In Ucraina si muore anche ‘grazie’ alle bombe italiane: l’export italiano di armi è aumentato del 24%

Antonio Maria Mira – 28 marzo 2024

Effetto-Ucraina sull’export italiano di armi: è aumentato del 24% (avvenire.it)

 

Presentata al Parlamento la «Relazione sulle operazioni autorizzate e svolte per il controllo dell’esportazione, importazione e transito dei materiali di armamento»

Aumenta di più del 24% l’esportazione di armi italiane, soprattutto grazie alle vendite all’Ucraina, passate da zero a quasi mezzo miliardo di euro. È quanto riferisce la “Relazione sulle operazioni autorizzate e svolte per il controllo dell’esportazione, importazione e transito dei materiali di armamento”, relativa al 2023, inviata dal governo al Parlamento. Un documento che, se fosse approvata la riforma della legge 185 del 1990 sul commercio delle armi presentata dal governo, conterrebbe molte meno informazioni. E quello di questo anno è molto importante, visti i conflitti in atto. Come si legge nella parte elaborata dal ministero degli Esteri, malgrado il numero delle operazioni di esportazione autorizzate sia leggermente diminuito, è invece cresciuto il valore delle esportazioni individuali, da 3,83 miliardi a 4,76, con un incremento di ben il 24,43% rispetto al 2022, che diventa il 30,63 rispetto al 2021. La cifra più alta dal 1991 dopo gli anni 2016, 2015, 2008 e 2011. E che arriva addirittura a 6,31 miliardi se aggiungiamo anche le licenze globali.

Dove finiscono le armi italiane? Per il 46,37% in Paesi Ue o membri europei della Nato, il 15,33% in Africa settentrionale e Medioriente, il 12,71% in Paesi europei non Ue e Nato, e Osce extraeuropei, il 9,82% in Asia, il 9,68% in America del Nord. La Francia, che nel 2022 era al sesto posto, è passata al primo, con 465,4 milioni, seguita con 417,3 milioni dall’Ucraina, che era 49esima nel 2022 e addirittura a zero importazioni negli anni precedenti. Seguono gli Usa, con 390,3 milioni, l’Arabia Saudita (nona nel 2022) con 363,1, il Regno Unito a 277,6, e la Turchia a 231,3.

Il dato relativo all’Ucraina, si legge nella Relazione, «evidenzia come il conflitto in corso, dopo una prima fase in cui l’assistenza militare è stata gestita quasi interamente tramite le forniture organizzate dal ministero della Difesa (che non necessitano di licenza e dunque non figurano nei nostri dati), nel 2023 ha coinvolto in maniera più ampia le capacità produttive dell’intero sistema Paese, con sempre maggiore apporto da parte del settore privato».

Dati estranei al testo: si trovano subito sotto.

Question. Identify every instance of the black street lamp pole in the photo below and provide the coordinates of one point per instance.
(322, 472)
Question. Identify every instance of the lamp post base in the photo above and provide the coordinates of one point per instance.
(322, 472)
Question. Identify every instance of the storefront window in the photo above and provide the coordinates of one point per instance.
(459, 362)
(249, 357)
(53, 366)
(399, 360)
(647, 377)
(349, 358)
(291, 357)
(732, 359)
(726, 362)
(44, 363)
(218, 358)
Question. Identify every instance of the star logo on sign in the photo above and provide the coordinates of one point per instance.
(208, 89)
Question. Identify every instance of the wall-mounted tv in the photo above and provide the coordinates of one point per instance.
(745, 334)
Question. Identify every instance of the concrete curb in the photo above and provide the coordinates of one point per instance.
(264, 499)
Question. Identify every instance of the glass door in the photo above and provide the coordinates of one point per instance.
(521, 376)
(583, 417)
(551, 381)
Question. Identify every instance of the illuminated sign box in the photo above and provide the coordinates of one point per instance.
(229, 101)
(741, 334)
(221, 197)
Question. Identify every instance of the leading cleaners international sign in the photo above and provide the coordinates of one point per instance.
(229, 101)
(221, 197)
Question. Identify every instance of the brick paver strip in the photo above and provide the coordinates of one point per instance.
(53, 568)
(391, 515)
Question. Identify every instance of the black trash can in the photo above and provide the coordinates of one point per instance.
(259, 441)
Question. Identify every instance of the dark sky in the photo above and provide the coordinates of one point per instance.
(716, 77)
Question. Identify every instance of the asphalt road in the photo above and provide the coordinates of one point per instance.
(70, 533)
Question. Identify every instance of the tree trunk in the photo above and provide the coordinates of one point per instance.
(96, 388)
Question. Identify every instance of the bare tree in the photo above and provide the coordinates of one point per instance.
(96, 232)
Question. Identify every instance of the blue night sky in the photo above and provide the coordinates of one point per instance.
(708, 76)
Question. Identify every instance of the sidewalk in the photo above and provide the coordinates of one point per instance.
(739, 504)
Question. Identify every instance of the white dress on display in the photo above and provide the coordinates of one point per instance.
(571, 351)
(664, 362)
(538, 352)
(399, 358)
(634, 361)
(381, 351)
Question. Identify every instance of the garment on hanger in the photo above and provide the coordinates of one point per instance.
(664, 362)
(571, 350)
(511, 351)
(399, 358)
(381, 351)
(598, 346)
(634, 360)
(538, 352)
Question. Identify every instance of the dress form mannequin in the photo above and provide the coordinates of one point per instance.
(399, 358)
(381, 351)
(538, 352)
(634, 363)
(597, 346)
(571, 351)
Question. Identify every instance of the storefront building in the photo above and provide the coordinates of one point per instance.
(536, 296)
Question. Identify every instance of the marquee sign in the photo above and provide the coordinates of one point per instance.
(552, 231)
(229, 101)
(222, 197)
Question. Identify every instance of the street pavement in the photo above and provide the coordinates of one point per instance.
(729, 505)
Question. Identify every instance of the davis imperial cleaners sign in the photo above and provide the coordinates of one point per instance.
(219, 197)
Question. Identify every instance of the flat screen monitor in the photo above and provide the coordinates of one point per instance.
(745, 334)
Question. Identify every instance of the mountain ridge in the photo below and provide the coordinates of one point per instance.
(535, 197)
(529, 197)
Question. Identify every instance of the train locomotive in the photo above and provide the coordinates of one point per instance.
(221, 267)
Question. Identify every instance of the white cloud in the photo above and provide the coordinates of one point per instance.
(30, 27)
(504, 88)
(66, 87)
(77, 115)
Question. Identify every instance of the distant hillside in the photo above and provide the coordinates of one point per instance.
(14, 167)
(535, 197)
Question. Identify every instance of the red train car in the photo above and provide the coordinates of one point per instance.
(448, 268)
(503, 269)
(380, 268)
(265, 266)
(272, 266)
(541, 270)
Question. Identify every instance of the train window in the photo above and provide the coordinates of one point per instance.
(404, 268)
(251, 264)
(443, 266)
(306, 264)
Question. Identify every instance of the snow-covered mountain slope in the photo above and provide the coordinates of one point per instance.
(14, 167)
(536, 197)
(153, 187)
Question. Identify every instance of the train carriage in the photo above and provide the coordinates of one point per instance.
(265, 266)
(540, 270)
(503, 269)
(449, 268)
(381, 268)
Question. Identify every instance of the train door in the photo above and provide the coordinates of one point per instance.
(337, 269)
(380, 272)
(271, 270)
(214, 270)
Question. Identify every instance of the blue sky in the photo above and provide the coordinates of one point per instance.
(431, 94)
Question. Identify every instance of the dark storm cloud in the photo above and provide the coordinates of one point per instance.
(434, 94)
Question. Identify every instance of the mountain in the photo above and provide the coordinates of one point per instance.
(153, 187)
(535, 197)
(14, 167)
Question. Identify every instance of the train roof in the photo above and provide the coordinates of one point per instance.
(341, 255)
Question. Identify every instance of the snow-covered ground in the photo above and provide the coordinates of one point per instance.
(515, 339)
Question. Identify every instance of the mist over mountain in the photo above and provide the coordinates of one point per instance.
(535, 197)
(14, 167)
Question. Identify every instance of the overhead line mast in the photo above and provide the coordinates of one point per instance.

Invece nell’altro scenario di guerra, «per quanto riguarda Israele, nel 2023, il valore delle esportazioni autorizzate (9,9 milioni) è rimasto stabile rispetto all’anno precedente. Come noto, le caratteristiche dell’azione israeliana su Gaza in reazione al criminale assalto condotto da Hamas, dopo il 7 ottobre 2023 hanno indotto a valutare la concessione di nuove autorizzazioni verso Israele con particolare prudenza. È stata, come noto, sospesa la concessione di nuove autorizzazioni all’esportazione di armamenti».

Cosa vendiamo? La Relazione riferisce che anche nel 2023 la categoria “materiali” costituisce la tipologia maggioritaria con l’83,85%. E sono armi decisamente letali. Si tratta di bombe, siluri, razzi e missili per 993 milioni, munizioni per 889 milioni, aeromobili per 679, veicoli per 526, apparecchiature elettroniche per 313. I primi quattro operatori sono Leonardo (26,96%), Rwm Italia (12,88%), Iveco defence vehicles (11,27%), Avio (8,17%), che rappresentano circa il 59% del valore degli scambi. Ricordiamo che Rwm è la società tedesca con sede in Sardegna al centro di polemiche per la vendita ad Arabia Saudita e Emirati Arabi di bombe usate nella guerra nello Yemen.

Armi che ora sono vendute all’Ucraina. Nel corso del 2023 sono state effettuate dagli intermediari 20.756 comunicazioni su transazioni bancarie per operazioni relative agli armamenti, per un importo di quasi 12 miliardi. Nel 2022 erano state 19.646 e dunque l’aumento è stato del 5,65%, «a conferma – si legge nella Relazione – del diffuso coinvolgimento degli istituti di credito e di altri intermediari finanziari». Gli enti accreditati sono più di 70 e gli utenti abilitati oltre 500. Il 69% delle transazioni è stato negoziato da tre istituti di credito (Unicredit, Deutsche Bank, Intesa Sanpaolo). Informazioni che se passasse la riforma del Governo non sarebbero più disponibili.